I always loved those geraniums, and a few years ago I started the tradition of planting geraniums of my own. While I don’t have decorative urns, but rather a clay-colored plastic pot from Menard’s, I duplicate, as well as I can, my mother’s geraniums.

Being distracted this year by the ability to plant flowers in actual dirt, those in pots got a bit of a late start, but once begun seem to be doing well. Picking out this year’s plants at the flower factory, I was careless and among my bright red geraniums, I had inadvertently selected a white one as well. I thought about changing it out, but decided to leave it as it was. A decision I’m happy with.

Of my flowers, potted or free-range, I think the geraniums are my favorite for several reasons. One, they are just pretty to look at. Two, when I’m outside I can rub my finger along the stems, and smell that geranium smell. (I do this with the tomatoes, too).

Three, it turns out that the single white blossom adds a whimsy to the array, which I enjoy. And lastly, and perhaps most importantly, when I’m sitting at my computer, and look out through the patio door at my geraniums, they always remind me of my mother.

 

Hollyhocks

You don’t see hollyhocks much anymore. Or at least I don’t. Oh, I know there are a number of varieties, none of which seem to be prevalent in the areas I frequent. And to me they’re not true hollyhocks anyway. I’m talking about the old-fashioned kind, which when you’re a kid, are much taller than you are, and seemed to grow not so much in gardens but around garages in the alleys of Aurora’s east side.

In some ways, alleys were more interesting to the kids of my time, that is to say the 1950s. Well, the boys anyway. There was always something fascinating in the alleys that captured our interest to a greater degree than what could be seen from the sidewalk out front. Backyards, garages and workshops — on our block in the mid-50s there were even two guys building a small airplane in a one car garage. Fascinating.

And gardens. If you like flowers, which I did, the alleys offered a greater floral variety. There was an elderly lady a couple of houses to the east of ours on Weston Ave, a Mrs. Hayes, as I recall, who had a wonderful garden which extended from the back of her house all the way to, of course, the alley. When walking the alley behind our house – perhaps on an errand to the Buy-Rite Market for a pound of oleo, or some other commodity which my mother was out of — I could pause at her garden and enjoy the sights.

And directly across the alley from Mrs.
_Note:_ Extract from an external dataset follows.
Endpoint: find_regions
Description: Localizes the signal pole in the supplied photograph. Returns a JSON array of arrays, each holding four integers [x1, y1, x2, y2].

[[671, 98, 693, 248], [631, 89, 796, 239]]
Hayes’s garden was a garage festooned on either side with hollyhocks, the real old-fashioned kind. The kind with big round fuzzy leaves, and flowers which, as I was once shown, could be picked off, the petals turned down and held, transforming the blossom into a ballerina. I didn’t care much about ballet dancers at the time, but I thought the trick was pretty neat.

Now, in my new little house, I have the ability at last to plant my own flowers. And while it may not be a designer’s dream, my little plots and spaces contain mostly things that I like, or fondly remember, such as hollyhocks.
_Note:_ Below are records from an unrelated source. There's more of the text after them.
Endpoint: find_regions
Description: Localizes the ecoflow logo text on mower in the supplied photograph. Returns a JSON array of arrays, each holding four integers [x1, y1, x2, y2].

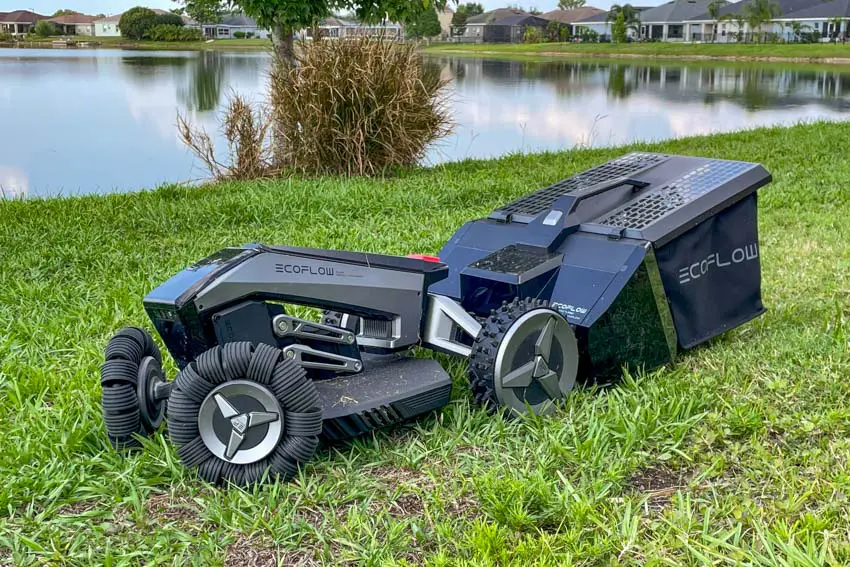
[[678, 243, 759, 285], [275, 264, 335, 276]]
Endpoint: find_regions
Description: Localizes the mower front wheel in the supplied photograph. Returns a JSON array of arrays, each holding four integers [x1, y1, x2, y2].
[[100, 327, 167, 449], [166, 342, 322, 487]]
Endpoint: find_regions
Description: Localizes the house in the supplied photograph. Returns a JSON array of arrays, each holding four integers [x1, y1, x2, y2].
[[0, 10, 49, 35], [46, 14, 97, 36], [198, 13, 270, 39], [456, 9, 550, 43], [637, 0, 714, 41], [542, 7, 606, 37], [93, 9, 186, 37], [686, 0, 847, 42], [306, 17, 402, 40], [437, 6, 454, 39], [573, 7, 653, 40], [93, 13, 121, 36]]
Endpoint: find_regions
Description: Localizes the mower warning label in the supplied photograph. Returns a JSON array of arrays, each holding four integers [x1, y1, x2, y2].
[[677, 243, 759, 285]]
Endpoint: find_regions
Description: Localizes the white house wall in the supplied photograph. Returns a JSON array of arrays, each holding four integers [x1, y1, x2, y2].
[[94, 22, 120, 36]]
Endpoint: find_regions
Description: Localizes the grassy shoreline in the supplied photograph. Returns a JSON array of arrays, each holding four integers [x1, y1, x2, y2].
[[424, 42, 850, 64], [1, 36, 273, 51], [1, 122, 849, 564]]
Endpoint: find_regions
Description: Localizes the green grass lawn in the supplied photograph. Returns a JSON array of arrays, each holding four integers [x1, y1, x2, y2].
[[1, 121, 849, 565], [17, 35, 273, 51], [425, 41, 850, 63]]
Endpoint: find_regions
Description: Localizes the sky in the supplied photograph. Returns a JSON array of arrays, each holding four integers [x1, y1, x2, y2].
[[13, 0, 630, 18]]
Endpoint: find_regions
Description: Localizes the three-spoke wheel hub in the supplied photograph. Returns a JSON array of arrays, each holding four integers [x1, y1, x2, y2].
[[198, 381, 283, 465]]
I was pleased to discover in the last couple of days that while still tiny, the plants are already producing flowers. Since I remember hollyhocks as being taller than the eight or nine-year-old me, this is something unique in my experience. The picture I have herein attached is the very first of my hollyhock flowers, and I’m proud of it. I am also pleased that this particular plant, the runt of the litter so to speak, was the first to bloom. I’m looking forward to many more.